The week of Feb. 19 has concluded with two episodes that illustrate that, given sufficient time, reason, rationale, and compliance with the law can win the day.
The United States Supreme Court ruled, finally, that the tariffs imposed unilaterally by President Donald Trump are not constitutional.
The president has repeatedly attempted to circumvent the rule of law and the stipulations of our Constitution by issuing executive orders. In his first 100 days in office, he issued 143 executive orders, more than any other president in history, including 29 on his first day in office.
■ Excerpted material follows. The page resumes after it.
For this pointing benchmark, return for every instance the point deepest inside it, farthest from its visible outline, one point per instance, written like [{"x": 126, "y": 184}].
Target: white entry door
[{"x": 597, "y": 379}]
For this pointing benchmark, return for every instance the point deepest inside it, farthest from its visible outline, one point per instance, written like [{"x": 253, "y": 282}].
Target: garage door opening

The orders covered everything from rolling back federal recognition of gender identity to the founding of DOGE, the Department of Government Efficiency, which proved to be anything but efficient and resulted in the dismissal of thousands of government employees.
Perhaps his most flagrant and odious executive order was the pardoning of 1,500 convicted felons who took part in the Jan. 6, 2021 attack on the Capitol, some of whom have reverted to a life of crime and been further convicted of other offenses.
The Supreme Court decision was not unanimous, with a vote of six to three. The three who failed to see the conflict between the president’s actions and the Constitution were Justices Clarence Thomas, Samuel Alito, and Brett Kavanaugh. This is striking since these three always claim to be strict originalists, yet they are also the three who seem to consistently warp their opinion of originalism to fit their own interpretations.
Nevertheless, it is now established that Congress has the authority to set tariffs, not the president. Perhaps if the president or one of his staff had simply read Article I, Section 8 (Congress shall have the Power to lay and collect Taxes, Duties, Imposts and Excises), this whole issue might never have come before the court. And maybe Thomas, Alito, and Kavanaugh should re-read it as well (assuming they ever did).
At the state level, the Kentucky Supreme Court ruled — unanimously, it should be noted — that the 2022 law allowing charter schools is unconstitutional, noting that the Kentucky Constitution “binds us (the Court) to a fixed standard.”
The Supreme Court opinion noted that Kentucky voters gave “a sweeping state-wide rejection in all 120 counties” of a constitutional amendment that would have allowed the General Assembly to fund non-public schools in 2024 and “made clear that the charter school debate is a constitutional one, not merely legislative …”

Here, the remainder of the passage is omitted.